Mariketa, a captromancer also known as the Queen of Reflections, was a young witch of unbelievable power. One could contact her through a reflection (unless she was in bed with her werewolf, which she often was).

“Breaker, breaker one-nine.” Nïx grinned coyly at her audience of two Loreans and one bat. Flap flap. “Witch, come in?” Her reflection in the puddle clouded . . .

. . . and Mariketa’s face took its place. “’Sup, Valkyrie? What a surprise!” The witch’s expression—all innocent gray eyes—might have struck a three-millennia-old soothsayer as rehearsed.

“I have Dorada and Loa with me, and they’ve raised concerns on this Hallowed Eve.”

“A meeting of alpha bitches?” Mari sounded hurt. “I could be there in a flash.”

Nïx laughed. “Consider yourself safer there! Some of us atop this roof are mentally unwell. I do so worry about them.”

Her companions looked bemused. Mari pointed toward Nïx’s hat to say something, then clearly thought better of it.

“Spill, favorite Wiccan-type person,” Nïx said. “Are you playing at fate tonight? Using some of your vast array of talents to see the future, perhaps?”

Mari’s gaze darted. “You, uh, told me to use my powers for good. This could change a lot.”

In a scandalized tone, Nïx said, “This could change everything. Even monsters and mayhem have a purpose. Shouldn’t you consult the coach before taking players off the bench?”

Dorada said, “The scales were balanced, and soon they won’t be. It’s too unpredictable. Even I can’t compel so many.”

Mari shook her head. “The scales weren’t balanced as long as the Møriør have us in their sights.”

The three fell silent at that. The Møriør was an alliance made up of primordials, each of them the oldest and most powerful being of a particular species.

Mari sighed. “Though Nïx won’t cop to it, we all know they’re favored to win this Accession.”

“May the Lorce be with you!” Nïx exclaimed. When she rubbed her nose against Bertil’s, the bat gazed up at her with dreamy adoration.

Dorada glowered at the Valkyrie. “If immortals consider a madwoman like you their leader—their coach—then maybe the Møriør should win.” She waved to indicate Loa. “The priestess must think so, else she wouldn’t be selling them information.”
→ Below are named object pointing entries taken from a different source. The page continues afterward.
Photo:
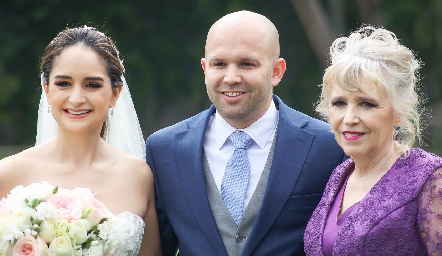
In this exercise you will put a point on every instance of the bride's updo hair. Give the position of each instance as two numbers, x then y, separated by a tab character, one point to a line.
376	54
92	38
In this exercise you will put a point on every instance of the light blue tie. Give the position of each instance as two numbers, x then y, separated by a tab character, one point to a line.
236	177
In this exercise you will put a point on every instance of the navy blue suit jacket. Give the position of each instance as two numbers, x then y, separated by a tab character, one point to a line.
305	155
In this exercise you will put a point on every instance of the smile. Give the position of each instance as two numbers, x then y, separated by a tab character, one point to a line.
352	135
77	112
232	94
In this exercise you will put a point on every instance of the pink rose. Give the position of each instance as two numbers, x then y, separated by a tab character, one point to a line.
29	246
97	210
67	205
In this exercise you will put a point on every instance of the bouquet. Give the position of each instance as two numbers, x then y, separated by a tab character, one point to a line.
41	219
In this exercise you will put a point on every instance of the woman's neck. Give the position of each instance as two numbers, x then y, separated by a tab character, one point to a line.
77	149
378	163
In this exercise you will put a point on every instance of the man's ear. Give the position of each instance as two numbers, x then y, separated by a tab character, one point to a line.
278	71
203	64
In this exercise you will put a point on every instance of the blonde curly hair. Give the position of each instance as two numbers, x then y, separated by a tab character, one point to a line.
377	54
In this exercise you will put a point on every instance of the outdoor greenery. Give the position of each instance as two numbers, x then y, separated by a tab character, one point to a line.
162	43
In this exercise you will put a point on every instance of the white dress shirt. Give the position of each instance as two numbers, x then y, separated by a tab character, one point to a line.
219	149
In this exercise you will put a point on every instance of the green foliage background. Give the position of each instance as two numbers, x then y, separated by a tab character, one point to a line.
162	43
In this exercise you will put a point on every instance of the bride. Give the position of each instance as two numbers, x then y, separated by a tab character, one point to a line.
95	141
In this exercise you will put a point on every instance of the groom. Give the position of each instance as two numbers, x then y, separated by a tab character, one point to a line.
250	193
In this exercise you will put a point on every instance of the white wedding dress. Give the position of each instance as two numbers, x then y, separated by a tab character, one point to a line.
129	234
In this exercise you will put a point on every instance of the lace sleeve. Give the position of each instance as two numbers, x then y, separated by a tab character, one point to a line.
430	213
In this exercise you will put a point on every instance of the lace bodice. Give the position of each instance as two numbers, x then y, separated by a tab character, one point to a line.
129	234
401	215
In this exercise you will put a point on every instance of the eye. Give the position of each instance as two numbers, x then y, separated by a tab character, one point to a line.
94	85
248	64
338	103
367	104
218	64
62	83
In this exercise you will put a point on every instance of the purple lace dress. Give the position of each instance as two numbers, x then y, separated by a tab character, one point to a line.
401	215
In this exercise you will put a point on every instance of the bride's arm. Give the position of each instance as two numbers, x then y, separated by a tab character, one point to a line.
151	241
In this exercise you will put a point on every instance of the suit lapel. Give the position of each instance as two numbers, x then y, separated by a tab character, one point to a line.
291	150
189	157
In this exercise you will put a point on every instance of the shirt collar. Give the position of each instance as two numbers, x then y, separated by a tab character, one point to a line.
260	131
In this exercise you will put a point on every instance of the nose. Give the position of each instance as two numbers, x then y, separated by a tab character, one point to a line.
351	115
232	76
77	96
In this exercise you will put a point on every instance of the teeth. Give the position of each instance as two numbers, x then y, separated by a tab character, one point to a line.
77	113
352	134
232	94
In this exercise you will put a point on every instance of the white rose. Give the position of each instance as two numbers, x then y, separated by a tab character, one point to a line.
94	250
46	211
4	225
20	217
61	246
47	230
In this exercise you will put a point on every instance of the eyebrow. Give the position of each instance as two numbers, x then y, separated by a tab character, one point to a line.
90	78
361	99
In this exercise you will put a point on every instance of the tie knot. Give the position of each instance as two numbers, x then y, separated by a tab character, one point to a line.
240	139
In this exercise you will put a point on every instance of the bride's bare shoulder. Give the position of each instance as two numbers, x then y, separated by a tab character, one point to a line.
13	169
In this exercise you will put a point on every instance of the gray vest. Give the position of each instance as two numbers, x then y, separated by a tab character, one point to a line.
235	238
Loa’s amber eyes glittered. “I’d watch your rottin’ tongue, sorceress.”

“It’s no longer rotting!”

“Hey!” Mari cried. “Can we have just one discussion without arguing and imminent bloodshed?”

Dorada and Loa: “NO!”

“The journal,” Nïx whispered, cutting through the tension. Her gaze had gone vacant. “The Enemy of Old is going to want it. Should I give it to him? Will anything matter after this?” Lightning flashed above. “The spheres are smudged once more. Will they crack under the pressure?”

The others grew uneasy, even Dorada.

Mari cleared her throat. “Uh, you okay there, Nïx?”

We are not.” She abruptly stood, telling Mari, “The die is cast. It’s too late to change anything. Depending on what is unleashed tonight, the Lore will convulse. I hope you know what you’re doing, because for once, I don’t.”

Mari swallowed. “That sounds less than ducky. I thought you’d still be acting as, like, the guardrails for me.”

Dorada smirked. “Looks like you’re about to careen off the cliff and take all of us with you.”

Nïx didn’t deny it. “That’s the thing about shaping fate, young witch.” She stomped her bare foot into the puddle; lightning flashed again, and water splattered up to her face. “Sometimes it resists.” The bat didn’t laugh when droplets ran down her cheeks like tears.